You: (laughing sheepishly) Yeah, we do. (attempting a bit of humor) We do things the old school way, you know, keep the Sabbath day holy! Hee, hee.
Colleague: (narrowing eyes suspiciously) I thought the Sabbath was actually on Saturday. I know a guy, Abraham ben Judah, he's a Jew you know, and he goes to his synagogue --
You: (getting annoyed) Okay, but we're getting off the subject. I was just going to tell you how great my weekend was since my old buddy Bill prayed through at the altar last night. Boy, it was a humdinger of a service. The power of God moved like you'd never seen--
Colleague: (interrupting again) Wait a minute, did you just say he "prayed through"?
You: (taking a bite of your sandwich, answering hesitantly) Yeah . . .
Colleague: (confused) But what the heck does that mean? He prayed. Okay, I get that. But "prayed through"? Prayed through what? Dude, you're not making any sense.
You: Well, the Holy Ghost . . . see . . . okay. Like, speaking in tongues (observing your colleague's eyes grow wide) . . . ummm. All right, it's like after you haven't prayed in a while, and then you go up to the altar and get really emotional . . . you know what I mean?
Colleague: I'm not getting it.
This is, of course, an imaginary example, but nevertheless one that illustrates the conundrum we as Apostolics face when attempting to use an Apostolic term in mainstream, secular conversation.
Praying Through, In a Nutshell
Apostolics like praying through. The most commonly held definition is the following:
to pray through v. -- To go up to the altar and speak in tongues after not having made any public displays of doing so in the amount of time sufficiently deemed such to "grow cold in the Lord."
If you're an observer to one praying through, it gives you a warm and fuzzy assurance that someone you felt was wayward or "growing cold in the Lord" (another one of our terms) is back on the straight and narrow.
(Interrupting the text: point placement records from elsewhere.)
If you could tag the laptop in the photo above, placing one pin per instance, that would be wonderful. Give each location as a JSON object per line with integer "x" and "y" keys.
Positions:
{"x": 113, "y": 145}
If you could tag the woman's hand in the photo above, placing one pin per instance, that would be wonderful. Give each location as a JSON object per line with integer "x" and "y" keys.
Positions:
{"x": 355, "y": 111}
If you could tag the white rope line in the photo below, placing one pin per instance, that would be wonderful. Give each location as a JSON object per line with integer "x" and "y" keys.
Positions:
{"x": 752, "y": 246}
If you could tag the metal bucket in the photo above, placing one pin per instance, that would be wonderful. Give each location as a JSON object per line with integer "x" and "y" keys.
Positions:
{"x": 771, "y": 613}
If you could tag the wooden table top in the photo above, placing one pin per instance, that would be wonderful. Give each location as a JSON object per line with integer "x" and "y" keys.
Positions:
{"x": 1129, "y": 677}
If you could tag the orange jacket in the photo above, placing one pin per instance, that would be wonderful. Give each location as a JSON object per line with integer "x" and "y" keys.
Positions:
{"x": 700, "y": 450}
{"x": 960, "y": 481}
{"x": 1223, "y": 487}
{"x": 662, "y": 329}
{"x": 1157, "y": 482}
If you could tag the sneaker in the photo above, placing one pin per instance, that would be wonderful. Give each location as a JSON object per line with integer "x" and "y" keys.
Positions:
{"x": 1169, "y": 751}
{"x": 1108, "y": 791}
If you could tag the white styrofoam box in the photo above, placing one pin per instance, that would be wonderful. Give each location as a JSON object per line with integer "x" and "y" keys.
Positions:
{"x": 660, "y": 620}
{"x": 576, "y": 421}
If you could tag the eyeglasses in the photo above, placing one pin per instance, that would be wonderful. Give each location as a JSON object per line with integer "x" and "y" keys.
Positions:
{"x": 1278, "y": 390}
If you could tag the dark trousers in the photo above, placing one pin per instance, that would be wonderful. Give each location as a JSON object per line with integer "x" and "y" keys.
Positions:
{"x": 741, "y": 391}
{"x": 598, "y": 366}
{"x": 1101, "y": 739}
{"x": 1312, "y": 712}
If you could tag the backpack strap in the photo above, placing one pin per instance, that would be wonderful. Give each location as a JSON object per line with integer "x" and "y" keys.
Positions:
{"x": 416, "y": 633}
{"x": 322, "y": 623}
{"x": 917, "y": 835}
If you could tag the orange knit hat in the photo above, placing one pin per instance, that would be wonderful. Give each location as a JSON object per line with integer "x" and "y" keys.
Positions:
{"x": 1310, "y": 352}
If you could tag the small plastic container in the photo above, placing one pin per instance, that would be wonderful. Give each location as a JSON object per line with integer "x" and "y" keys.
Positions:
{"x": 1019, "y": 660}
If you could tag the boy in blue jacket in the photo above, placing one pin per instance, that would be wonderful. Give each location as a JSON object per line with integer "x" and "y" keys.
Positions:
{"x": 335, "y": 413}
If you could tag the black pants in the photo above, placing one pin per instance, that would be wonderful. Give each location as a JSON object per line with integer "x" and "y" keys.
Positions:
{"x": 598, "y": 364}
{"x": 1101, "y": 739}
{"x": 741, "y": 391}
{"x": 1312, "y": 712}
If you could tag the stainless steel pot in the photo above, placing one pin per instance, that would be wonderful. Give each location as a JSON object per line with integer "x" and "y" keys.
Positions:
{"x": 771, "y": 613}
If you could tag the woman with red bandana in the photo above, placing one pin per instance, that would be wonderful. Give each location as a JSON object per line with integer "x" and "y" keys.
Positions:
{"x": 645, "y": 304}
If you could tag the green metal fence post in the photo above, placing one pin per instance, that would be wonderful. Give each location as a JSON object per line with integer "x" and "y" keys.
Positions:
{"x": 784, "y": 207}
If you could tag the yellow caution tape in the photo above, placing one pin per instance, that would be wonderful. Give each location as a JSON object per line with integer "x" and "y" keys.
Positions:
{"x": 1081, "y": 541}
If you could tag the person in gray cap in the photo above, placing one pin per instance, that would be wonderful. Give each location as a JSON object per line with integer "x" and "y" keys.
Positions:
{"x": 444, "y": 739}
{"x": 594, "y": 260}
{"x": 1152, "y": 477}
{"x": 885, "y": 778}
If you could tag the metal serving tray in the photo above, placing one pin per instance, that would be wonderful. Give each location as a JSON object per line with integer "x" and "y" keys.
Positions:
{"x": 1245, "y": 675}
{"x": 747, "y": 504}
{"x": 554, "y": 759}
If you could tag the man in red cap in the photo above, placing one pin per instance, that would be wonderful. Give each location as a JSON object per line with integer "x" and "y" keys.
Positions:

If you're the praythroughee, it gives you the warm and fuzzy assurance that not only are you back on the straight and narrow and sufficiently warmed up in the Lord, but that everyone else who would walk up to you and mysteriously say "We're praying for you" is now assured as well and can stop praying for you with such concern.
Don't get me wrong. Praying through is fantastic. I've been both the observer and the praythroughee. Assurance is good for you and all concerned parties. But let's only use the term amongst ourselves to avoid bewildering those unfamiliar with our lingo.